The holding ground is not an excuse, but was hardly ideal for this big, strong and classy looking individual, who really took the eye in the prelims. He was only run out of things late on, and I would expect him to surpass this effort next time out before progressing into a useful chaser.

Sue Smith’s horses continue to be well backed, particularly now that she has a couple of winners on the board, but neither Hill Sixteen or Rare Clouds threatened to add to the tally and it remains a yard I will largely steer clear of until the turn of the year.

It promises to be another extremely busy weekend again, with all four meetings facing little threat from the weather forecast barring a small amount of rain, which should serve to freshen up the ground that has become tacky and holding.

There are also big meetings at Racing TV tracks Huntingdon and Kelso on Sunday and, with more than 50 horses in my tracker entered (including five in one race!) I will need to be on my mettle as a missed winner is worse than backing a loser at this time of year!

Wetherby looks an absolute minefield at this early stage, but the first one I really like at Aintree is Killaro Boy in the Grand Sefton over the National fences.

Killaro Boy finished second at Aintree last time out

Having gone down by the narrowest margin in the Summer Cup at Uttoxeter in June, he then chased home the well handicapped Burtons Well in a competitive veterans’ chase over the Mildmay fences at Aintree in October.

I was quite taken by this imposing individual who, although lightly raced, had some pretty solid form when trained in Ireland, and he travelled and jumped with notable verve before being run down by the better horse on the day.

Everything about that performance suggested the National fences and the shorter trip would suit ideally and providing Nicky Henderson runs either Casablanca Mix or Gold Present he will have a lovely weight to carry.

Yes, it is a competitive race, but he rates a fairly confident choice to prove himself well handicapped off the same mark as last time and can provide trainer Henry Oliver with a big Saturday winner.

If Liverpool misses the forecast showers, I would be tempted to take on Native River at shortish odds in the Many Clouds Chase on the Mildmay Course, with old sparring partner Might Bite the obvious one at the weights.

However, I wouldn’t give up on my Charlie Hall tip Aso, who would have more chance of staying this extended three miles on better ground, while Black Corton ran a personal best on the figures at Ascot last time and with a fitness advantage, he could defy a pesky weight concession to the leading players.

Aso finished third in the Charlie Hall on his seasonal debut

I will be hoping to get the day off to a good start down at Chepstow where Éclair De Guye looks to have been let in lightly with just a 3lb rise for a cosy victory at Fontwell last time, while nothing really stood out on a wildly competitive looking Sandown card.

On Sunday, Huntingdon host their big race day of the year featuring the Peterborough Chase, although with running plans far from clear as I write there seems little point on speculating who might be taking home the £37k prize.

In the earlier novice chase though, it is interesting to see Breaking Waves entered just a fortnight after a lamentable effort when strongly fancied for a competitive handicap hurdle at Haydock.
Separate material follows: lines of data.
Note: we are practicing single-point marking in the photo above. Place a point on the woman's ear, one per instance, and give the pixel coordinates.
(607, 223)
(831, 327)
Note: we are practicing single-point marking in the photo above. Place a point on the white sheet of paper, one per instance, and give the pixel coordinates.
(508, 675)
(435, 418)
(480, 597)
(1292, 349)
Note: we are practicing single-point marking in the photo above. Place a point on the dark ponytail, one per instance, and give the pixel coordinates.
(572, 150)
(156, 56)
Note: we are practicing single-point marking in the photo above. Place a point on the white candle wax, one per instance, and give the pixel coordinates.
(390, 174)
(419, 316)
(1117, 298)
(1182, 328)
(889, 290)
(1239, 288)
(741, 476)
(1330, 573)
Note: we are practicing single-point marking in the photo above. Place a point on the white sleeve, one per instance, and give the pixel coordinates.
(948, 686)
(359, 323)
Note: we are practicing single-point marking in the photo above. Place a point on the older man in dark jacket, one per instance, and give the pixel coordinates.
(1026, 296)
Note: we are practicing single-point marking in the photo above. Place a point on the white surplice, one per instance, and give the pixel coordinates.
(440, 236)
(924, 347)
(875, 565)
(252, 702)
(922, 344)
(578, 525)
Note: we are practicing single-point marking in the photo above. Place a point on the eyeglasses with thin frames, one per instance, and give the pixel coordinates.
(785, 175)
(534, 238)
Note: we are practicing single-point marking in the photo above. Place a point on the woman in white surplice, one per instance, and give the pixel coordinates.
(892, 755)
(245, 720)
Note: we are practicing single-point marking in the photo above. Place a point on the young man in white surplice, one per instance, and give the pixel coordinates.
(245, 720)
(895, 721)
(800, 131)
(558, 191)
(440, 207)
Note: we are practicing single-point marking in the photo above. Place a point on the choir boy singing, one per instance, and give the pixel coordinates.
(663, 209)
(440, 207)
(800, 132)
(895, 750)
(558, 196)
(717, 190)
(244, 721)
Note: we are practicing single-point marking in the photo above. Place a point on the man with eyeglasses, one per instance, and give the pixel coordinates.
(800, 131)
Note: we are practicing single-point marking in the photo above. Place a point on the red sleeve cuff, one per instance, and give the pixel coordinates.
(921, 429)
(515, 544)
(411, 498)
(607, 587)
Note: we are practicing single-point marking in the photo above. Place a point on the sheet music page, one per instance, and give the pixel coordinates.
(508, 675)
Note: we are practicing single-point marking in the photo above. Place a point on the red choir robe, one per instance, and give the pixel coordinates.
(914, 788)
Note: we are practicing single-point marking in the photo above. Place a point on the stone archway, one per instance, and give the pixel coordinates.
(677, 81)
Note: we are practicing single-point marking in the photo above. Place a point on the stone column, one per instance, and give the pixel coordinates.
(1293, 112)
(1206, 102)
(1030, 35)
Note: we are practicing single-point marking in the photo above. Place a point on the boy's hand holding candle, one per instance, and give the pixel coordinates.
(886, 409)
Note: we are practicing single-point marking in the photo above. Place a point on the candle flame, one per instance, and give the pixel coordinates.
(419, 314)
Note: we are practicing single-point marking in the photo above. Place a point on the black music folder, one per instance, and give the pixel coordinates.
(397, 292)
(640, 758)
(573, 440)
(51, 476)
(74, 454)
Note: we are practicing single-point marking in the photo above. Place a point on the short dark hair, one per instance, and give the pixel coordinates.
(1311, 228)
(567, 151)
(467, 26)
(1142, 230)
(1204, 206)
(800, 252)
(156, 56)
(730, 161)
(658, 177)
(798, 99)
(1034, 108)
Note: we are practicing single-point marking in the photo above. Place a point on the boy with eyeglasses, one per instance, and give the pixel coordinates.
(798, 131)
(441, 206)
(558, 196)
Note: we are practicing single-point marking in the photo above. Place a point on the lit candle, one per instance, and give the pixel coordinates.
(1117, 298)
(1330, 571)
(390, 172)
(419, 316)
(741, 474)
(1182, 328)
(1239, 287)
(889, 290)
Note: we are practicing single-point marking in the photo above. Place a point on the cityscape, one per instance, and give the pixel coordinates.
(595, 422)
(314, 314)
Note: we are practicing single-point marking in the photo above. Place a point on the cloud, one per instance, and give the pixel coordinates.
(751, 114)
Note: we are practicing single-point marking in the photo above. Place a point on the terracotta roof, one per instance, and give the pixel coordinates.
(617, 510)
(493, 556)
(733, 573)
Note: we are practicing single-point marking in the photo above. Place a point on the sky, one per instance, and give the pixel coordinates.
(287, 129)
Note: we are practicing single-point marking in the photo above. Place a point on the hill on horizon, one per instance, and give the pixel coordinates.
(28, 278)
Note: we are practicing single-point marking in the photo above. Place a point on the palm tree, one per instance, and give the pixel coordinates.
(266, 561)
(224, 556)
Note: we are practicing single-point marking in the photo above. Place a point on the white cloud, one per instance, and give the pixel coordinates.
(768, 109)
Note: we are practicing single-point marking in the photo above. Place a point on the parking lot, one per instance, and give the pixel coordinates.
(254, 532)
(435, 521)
He looked to have gone amiss from an early stage but clearly the five-year-old has been given a clean bill of health, and with trainer Noel Williams still in fine form I’ll be looking to claw back Lancashire losses - and then some - at a track where he won his bumper and novice hurdle.

I do love my bumpers as a betting medium and none has impressed more this season than Harry Fry’s scopey mare White Hart Lady, who should take the world of beating later on the Huntingdon card as I thought she would come on plenty before hosing up at Aintree six weeks ago.

Finally, Ruth Jefferson’s horses have been running well of late and she has a few entries over the weekend, not least stable star Waiting Patiently who has three options, and will no doubt run where the ground is softest.

However, the one I like is Blossoming Forth who showed a good deal of promise on her hurdles debut at Wetherby last time, and I am hoping this Irish point-to-point winner can get off the mark under rules in a novices' hurdle for mares up at Kelso on Sunday.